Отличная сказка. Обидно за родителей до жути. За то, что отец так бездарно ушёл, за то, что прожили столько лет душа в душу и в итоге так по-дурацки всё похерили. В нашем доме вообще не было ссор, пока в соседний коттедж не въехала тринадцатилетняя Мария Полякова со своей эффектной родительницей. Месяца не прошло и началось: крики, битьё сервизов, оскорбления. Повезло мне к тому моменту пришла пора поступать в универ и мы с матерью переехали. Все эти годы я дико скучал по отцу, но так и не смог заставить себя вернуться. Не то чтобы осуждал, просто не смог смириться. Боялся, что его внезапное отчуждение помноженное на её слёзы вытравили из меня то светлое, что в детстве казалось незыблемым: верность, семейный очаг, забота, любовь эта блядская, будь она трижды неладна. Мне никогда не понять, зачем создавать семью, чтобы в итоге вывернуть один другому душу?

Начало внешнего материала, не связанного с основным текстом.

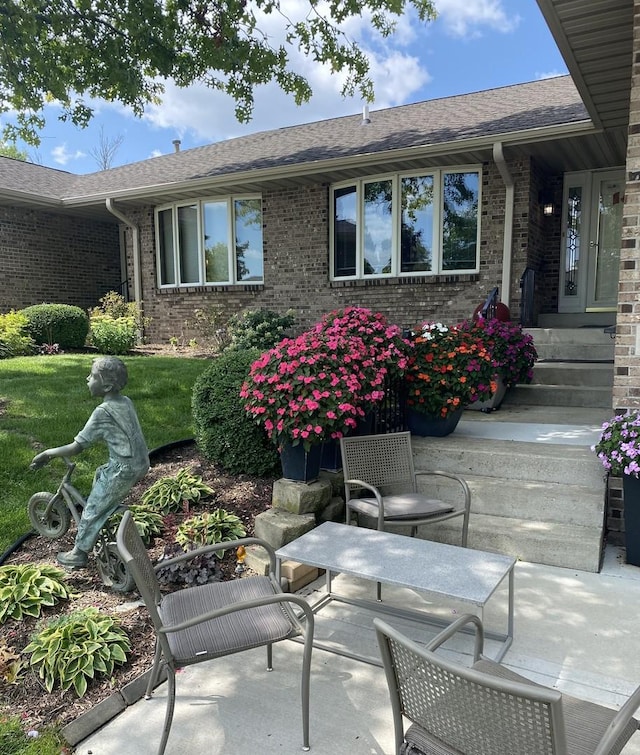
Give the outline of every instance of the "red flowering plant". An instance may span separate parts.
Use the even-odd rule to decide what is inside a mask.
[[[362,338],[308,330],[262,354],[240,396],[279,446],[309,450],[354,428],[384,397],[385,376]]]
[[[497,387],[491,353],[482,340],[439,322],[414,330],[404,377],[407,406],[439,417],[491,398]]]
[[[538,352],[533,336],[517,322],[478,317],[458,326],[479,338],[491,353],[498,374],[507,386],[530,383]]]

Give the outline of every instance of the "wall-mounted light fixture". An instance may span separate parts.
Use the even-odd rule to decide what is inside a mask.
[[[542,214],[545,217],[555,214],[556,208],[553,204],[553,194],[550,191],[541,191],[538,194],[538,203],[542,207]]]

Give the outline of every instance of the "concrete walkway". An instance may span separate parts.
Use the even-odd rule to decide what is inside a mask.
[[[307,588],[310,597],[322,580]],[[338,578],[336,589],[361,592],[371,585]],[[369,592],[371,594],[371,592]],[[384,593],[386,601],[424,601],[411,591]],[[428,601],[427,601],[428,603]],[[640,568],[609,549],[602,573],[518,563],[515,637],[504,662],[519,673],[594,702],[618,707],[640,684]],[[452,619],[460,607],[428,606]],[[489,602],[487,625],[503,626],[506,591]],[[392,622],[393,623],[393,622]],[[406,627],[416,639],[431,630]],[[375,653],[371,615],[330,604],[317,621],[318,637]],[[466,641],[466,638],[465,638]],[[470,650],[470,647],[468,648]],[[491,651],[491,644],[487,648]],[[462,657],[467,648],[450,652]],[[301,746],[299,670],[302,647],[274,648],[274,671],[257,649],[185,669],[167,755],[296,753]],[[317,755],[391,754],[391,712],[381,668],[315,650],[311,689],[311,749]],[[162,730],[165,685],[152,701],[135,703],[78,748],[79,755],[153,755]],[[640,733],[624,755],[640,755]]]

Зачем заводить детей, чтобы потом драть за них друг другу глотки?
О, родители пилили меня за закрытыми дверями, но я никогда не жаловался на слух. Он хотел преемника, она – опору, а я... я просто понял, что все мои идеалы гроша ломаного не стоят. Благо мне на тот момент почти стукнуло восемнадцать, ничто не мешало самостоятельно принять решение, о котором сегодня ничуть не жалею. Жалею только о том, что не успел с ним ни проститься, ни простить, ни отпустить. Вот такая страшная быль о потерянном времени.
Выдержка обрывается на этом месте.